On January 27, 2016 I wrote the blog Study Debt Trick. Everyone could read the answer that I had received from the Netherlands Authority for the Financial Markets (AFM) via email:

When determining the maximum financing burden for obtaining a mortgage, all financial obligations of the customer must be taken into account (Article 3. Temporary Regulation on mortgage credit). A study debt is also a financial obligation and therefore counts. This applies to a mortgage with and without NHG. If a (temporary) delay in paying off the student loan has been obtained, mortgage providers must nevertheless take the student loan into account. If they do not do so, they will violate laws and regulations. Failure to include the study debt when taking out a mortgage can cause problems in the future and is therefore not in the interest of the consumer.

My colleague mortgage adviser?

The question now is whether another adviser should report this to the AFM. In other words: someone must link someone else. These are always very difficult things. By not reporting this, this consultant will continue to use the same method.

In addition, the client will make “positive advertising” positive advertising for this consultant. Birthdays usually tell who the mortgage was taken out with. There is also a good chance that this customer will be told once. Moreover, it is also briefly stated that the other advisor could “not” arrange it because he took the study debt with him. Buyers with study debts will therefore go to this adviser.

In order to break this circle, this adviser must therefore be tapped on his fingers. In the future, he and his colleagues will have to follow the rules that have been drawn up. So there is no other option than to report this to the AFM.

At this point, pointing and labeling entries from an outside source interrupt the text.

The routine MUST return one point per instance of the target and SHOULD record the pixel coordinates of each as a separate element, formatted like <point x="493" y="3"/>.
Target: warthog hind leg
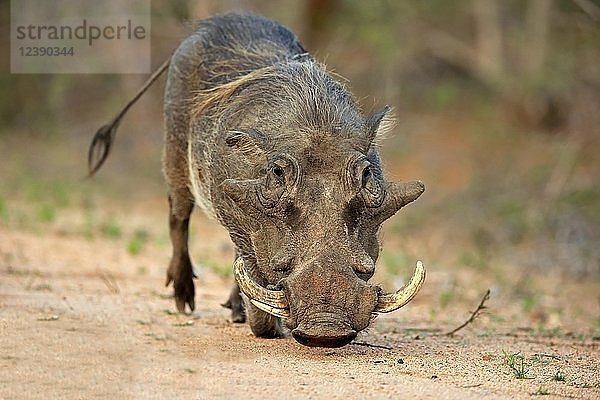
<point x="180" y="270"/>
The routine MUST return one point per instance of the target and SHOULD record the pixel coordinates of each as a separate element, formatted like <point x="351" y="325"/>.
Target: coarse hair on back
<point x="312" y="96"/>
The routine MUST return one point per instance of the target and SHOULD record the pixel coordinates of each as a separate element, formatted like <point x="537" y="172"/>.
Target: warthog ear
<point x="376" y="124"/>
<point x="248" y="140"/>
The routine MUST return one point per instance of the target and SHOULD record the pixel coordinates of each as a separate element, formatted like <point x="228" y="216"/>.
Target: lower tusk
<point x="271" y="301"/>
<point x="393" y="301"/>
<point x="278" y="312"/>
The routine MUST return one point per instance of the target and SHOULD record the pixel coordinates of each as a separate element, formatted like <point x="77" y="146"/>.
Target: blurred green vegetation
<point x="497" y="109"/>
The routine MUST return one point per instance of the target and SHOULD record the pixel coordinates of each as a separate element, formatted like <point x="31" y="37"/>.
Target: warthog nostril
<point x="328" y="340"/>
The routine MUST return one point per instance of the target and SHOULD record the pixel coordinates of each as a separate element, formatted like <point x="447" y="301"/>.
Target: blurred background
<point x="497" y="109"/>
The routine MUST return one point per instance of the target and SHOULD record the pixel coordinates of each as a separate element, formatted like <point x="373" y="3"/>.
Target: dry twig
<point x="377" y="346"/>
<point x="474" y="315"/>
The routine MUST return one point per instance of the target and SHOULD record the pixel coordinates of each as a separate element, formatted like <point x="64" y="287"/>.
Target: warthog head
<point x="310" y="209"/>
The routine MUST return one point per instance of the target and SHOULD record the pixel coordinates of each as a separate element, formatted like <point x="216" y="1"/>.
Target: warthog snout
<point x="321" y="331"/>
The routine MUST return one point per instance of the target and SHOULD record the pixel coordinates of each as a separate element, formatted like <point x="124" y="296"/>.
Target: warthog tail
<point x="104" y="137"/>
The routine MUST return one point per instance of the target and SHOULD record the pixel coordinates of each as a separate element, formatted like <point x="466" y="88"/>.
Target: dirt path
<point x="75" y="323"/>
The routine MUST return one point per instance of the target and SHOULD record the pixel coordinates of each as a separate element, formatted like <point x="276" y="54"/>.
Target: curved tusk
<point x="393" y="301"/>
<point x="271" y="301"/>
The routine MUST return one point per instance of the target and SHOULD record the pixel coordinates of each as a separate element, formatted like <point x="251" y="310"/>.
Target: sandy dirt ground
<point x="81" y="318"/>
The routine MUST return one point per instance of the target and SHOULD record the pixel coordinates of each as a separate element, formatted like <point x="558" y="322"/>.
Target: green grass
<point x="541" y="392"/>
<point x="46" y="213"/>
<point x="3" y="210"/>
<point x="516" y="363"/>
<point x="111" y="228"/>
<point x="559" y="377"/>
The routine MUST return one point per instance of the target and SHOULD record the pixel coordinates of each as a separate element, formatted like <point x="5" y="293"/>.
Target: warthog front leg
<point x="180" y="270"/>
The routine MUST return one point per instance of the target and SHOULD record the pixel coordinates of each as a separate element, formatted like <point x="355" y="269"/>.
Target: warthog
<point x="266" y="141"/>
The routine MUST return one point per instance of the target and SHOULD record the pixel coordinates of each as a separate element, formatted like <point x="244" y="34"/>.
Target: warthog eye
<point x="366" y="176"/>
<point x="279" y="172"/>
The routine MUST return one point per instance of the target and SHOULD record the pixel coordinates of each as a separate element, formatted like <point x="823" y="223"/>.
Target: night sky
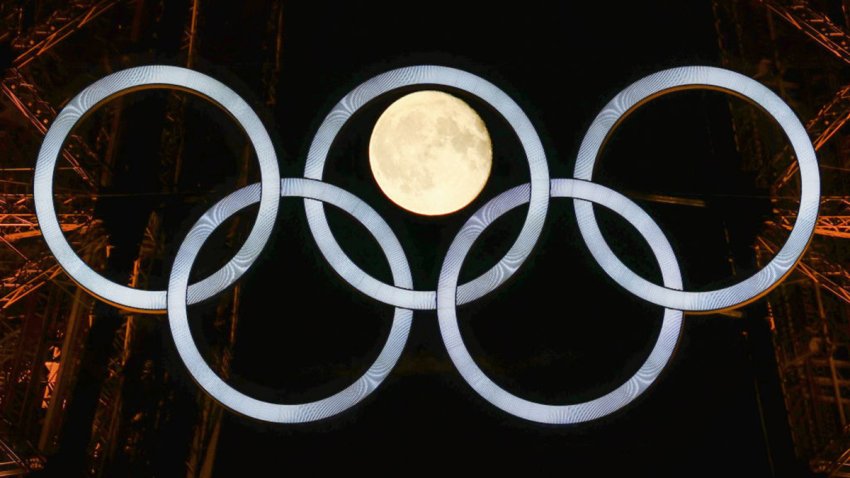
<point x="560" y="331"/>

Remaining debt in case of forced sale of stories by adviser

What are the consequences for the customer, by the way? This only gets into trouble if he does not pay the mortgage charges. In the event of a forced sale with a residual debt, the residual debt will not be reimbursed by NHG or the bank.

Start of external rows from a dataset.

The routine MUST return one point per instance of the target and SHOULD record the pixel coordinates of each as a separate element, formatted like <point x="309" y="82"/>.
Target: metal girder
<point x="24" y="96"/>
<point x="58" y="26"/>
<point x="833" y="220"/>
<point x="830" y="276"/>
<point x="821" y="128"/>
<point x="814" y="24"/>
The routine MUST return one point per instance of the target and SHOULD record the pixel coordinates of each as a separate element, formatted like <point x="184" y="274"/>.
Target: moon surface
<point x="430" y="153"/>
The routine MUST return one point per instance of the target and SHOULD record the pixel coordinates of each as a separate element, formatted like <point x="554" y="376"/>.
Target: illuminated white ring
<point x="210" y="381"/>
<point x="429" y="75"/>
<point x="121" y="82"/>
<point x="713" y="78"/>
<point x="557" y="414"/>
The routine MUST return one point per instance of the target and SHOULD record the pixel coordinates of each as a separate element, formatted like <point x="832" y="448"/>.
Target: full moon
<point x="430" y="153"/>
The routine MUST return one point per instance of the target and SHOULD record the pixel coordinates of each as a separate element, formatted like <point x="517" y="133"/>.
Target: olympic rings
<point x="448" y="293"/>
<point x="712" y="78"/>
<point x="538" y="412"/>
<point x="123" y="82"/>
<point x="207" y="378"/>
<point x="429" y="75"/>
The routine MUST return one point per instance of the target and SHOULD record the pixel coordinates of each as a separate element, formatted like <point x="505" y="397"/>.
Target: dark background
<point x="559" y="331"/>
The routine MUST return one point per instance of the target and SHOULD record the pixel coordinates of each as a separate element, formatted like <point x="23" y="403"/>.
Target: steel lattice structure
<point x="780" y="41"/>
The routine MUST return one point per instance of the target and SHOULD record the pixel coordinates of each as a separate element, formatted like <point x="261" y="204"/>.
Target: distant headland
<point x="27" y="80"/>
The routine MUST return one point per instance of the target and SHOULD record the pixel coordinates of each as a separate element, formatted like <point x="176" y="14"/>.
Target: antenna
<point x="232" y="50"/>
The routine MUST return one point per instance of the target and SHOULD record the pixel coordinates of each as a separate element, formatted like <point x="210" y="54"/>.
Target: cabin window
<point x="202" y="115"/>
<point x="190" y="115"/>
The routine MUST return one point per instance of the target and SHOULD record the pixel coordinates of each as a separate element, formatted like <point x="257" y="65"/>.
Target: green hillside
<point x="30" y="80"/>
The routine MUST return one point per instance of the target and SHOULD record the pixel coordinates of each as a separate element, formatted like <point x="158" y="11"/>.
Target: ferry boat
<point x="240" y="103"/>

The customer will then have to recover the residual debt from the mortgage adviser. It does have professional liability insurance, but it will not provide cover. The consultant will therefore have to pay everything out of his own pocket.

Financial problem for the customer

Financial problem for the customer

I do not have to tell you that there is very little chance that you will be paid nicely. Of course there is little chance of someone getting into financial trouble. However, the customer does not know what the consequences are if this does happen.